|Title||Climate change adaptation planning under uncertainty in Ho Chi Minh City, Vietnam: a case study on institutional vulnerability, adaptive capacity and climate change governance|
Climate change is expected to have wide-ranging impacts on urban areas and creates additional challenges for sustainable development. Urban areas are inextricably linked with climate change, as they are major contributors to it, while also being particularly vulnerable to its impacts. Climate change presents a new challenge to urban areas, not only because of the expected rises in temperature and sea-level, but also the current context of failure to fully address the institutional barriers preventing action to prepare for climate change, or feedbacks between urban systems and agents. Despite the importance of climate change, there are few cities in developing countries that are attempting to address these issues systematically as part of their governance and planning processes. While there is a growing literature on the risks and vulnerabilities related to climate change, as yet there is limited research on the development of institutional responses, the dissemination of relevant knowledge and evaluation of tools for practical planning responses by decision makers at the city level.
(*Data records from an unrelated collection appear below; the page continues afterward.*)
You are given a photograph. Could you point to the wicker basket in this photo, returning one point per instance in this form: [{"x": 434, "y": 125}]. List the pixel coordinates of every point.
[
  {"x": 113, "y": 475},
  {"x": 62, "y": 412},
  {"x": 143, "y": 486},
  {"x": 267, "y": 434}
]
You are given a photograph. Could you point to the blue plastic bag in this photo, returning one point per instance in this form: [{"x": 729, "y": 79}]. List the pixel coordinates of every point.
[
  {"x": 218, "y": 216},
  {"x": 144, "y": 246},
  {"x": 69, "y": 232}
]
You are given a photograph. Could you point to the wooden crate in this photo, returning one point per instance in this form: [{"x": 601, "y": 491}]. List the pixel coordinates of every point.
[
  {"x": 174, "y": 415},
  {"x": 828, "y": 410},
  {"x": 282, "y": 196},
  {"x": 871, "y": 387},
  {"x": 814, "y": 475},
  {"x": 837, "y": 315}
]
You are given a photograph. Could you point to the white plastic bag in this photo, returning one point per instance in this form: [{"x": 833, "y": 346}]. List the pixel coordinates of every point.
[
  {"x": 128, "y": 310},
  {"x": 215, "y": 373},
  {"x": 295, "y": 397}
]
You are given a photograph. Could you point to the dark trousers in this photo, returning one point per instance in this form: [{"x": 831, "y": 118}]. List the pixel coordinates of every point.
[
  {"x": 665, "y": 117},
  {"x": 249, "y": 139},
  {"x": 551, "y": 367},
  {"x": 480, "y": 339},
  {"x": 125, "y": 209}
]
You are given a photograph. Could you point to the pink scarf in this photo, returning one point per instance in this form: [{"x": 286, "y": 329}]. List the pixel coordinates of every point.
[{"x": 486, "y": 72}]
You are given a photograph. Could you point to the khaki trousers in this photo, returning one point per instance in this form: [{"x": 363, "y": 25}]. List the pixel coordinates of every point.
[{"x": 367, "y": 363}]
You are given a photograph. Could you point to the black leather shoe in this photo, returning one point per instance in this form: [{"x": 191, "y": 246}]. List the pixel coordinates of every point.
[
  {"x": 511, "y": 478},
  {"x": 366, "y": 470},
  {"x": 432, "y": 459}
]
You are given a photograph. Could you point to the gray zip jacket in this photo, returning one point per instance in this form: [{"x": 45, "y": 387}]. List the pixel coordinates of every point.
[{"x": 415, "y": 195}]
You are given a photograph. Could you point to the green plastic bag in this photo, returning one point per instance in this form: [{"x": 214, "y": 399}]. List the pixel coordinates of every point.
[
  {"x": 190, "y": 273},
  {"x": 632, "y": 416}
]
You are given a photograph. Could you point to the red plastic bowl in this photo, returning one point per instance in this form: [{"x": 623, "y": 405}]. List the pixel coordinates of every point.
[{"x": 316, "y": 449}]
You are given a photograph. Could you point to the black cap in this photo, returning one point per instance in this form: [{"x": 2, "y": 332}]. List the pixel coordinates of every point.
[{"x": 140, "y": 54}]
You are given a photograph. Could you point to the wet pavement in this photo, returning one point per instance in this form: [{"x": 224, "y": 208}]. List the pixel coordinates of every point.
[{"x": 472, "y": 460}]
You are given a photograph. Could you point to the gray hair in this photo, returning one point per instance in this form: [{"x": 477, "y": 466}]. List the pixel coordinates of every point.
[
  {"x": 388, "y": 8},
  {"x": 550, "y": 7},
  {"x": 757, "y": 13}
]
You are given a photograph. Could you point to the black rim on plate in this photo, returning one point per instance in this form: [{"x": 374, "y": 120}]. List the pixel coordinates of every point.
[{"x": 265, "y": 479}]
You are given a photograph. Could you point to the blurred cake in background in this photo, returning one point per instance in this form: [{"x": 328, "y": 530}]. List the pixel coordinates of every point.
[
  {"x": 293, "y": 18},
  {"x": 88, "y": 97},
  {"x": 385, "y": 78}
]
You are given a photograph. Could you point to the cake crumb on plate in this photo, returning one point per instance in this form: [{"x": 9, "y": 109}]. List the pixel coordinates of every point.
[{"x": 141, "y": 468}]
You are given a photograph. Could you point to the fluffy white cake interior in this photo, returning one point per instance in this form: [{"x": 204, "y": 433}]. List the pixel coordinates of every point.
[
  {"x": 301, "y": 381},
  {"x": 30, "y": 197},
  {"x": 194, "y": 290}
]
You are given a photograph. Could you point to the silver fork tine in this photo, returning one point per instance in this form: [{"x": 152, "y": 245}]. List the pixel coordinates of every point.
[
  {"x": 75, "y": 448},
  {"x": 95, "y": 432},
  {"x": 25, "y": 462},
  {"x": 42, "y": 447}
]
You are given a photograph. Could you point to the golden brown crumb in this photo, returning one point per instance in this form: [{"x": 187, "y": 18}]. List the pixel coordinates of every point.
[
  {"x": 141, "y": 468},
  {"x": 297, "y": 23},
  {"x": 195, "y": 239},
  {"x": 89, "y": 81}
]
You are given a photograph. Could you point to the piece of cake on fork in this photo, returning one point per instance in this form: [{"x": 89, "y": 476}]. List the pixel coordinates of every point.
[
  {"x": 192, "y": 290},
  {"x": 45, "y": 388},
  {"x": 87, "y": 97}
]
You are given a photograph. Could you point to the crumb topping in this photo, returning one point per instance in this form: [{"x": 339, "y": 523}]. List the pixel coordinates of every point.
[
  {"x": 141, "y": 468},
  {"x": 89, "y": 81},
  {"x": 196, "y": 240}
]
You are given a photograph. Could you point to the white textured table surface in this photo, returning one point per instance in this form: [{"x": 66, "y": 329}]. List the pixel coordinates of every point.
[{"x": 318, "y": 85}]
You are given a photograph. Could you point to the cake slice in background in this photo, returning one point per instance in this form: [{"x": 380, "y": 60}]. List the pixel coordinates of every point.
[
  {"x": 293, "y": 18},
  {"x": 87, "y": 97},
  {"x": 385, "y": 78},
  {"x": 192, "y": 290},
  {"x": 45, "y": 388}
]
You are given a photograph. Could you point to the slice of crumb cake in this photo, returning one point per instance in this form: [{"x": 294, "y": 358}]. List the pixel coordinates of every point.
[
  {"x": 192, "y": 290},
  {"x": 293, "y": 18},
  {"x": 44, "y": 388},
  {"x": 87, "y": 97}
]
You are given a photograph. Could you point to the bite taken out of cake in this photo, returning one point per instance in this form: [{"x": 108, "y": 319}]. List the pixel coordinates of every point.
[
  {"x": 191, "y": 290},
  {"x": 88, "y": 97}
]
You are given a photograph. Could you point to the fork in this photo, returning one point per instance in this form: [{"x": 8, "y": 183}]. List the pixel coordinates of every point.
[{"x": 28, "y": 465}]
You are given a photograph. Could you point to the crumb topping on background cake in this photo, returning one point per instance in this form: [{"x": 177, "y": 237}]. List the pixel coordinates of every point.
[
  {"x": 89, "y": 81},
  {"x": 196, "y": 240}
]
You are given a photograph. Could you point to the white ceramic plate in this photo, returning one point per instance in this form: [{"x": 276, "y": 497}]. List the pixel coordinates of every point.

This thesis questions the dominant assumptions about the capacity of institutions and potential of adaptive planning. It argues that achieving a balance between climate change impacts and local government decision-making capacity is a vital for successful adaptation to the impacts of climate change. Urban spatial planning and wider environmental planning not only play a major role in reducing/mitigating risks but also have a key role in adapting to uncertainty in over future risk. The research focuses on a single province - the biggest city in Vietnam - Ho Chi Minh City - as the principal case study to explore this argument, by examining the linkages between urban planning systems, the structures of governance, and climate change adaptation planning. In conclusion it proposes a specific framework to offer insights into some of the more practical considerations, and the approach emphasises the importance of vertical and horizontal coordination in governance and urban planning.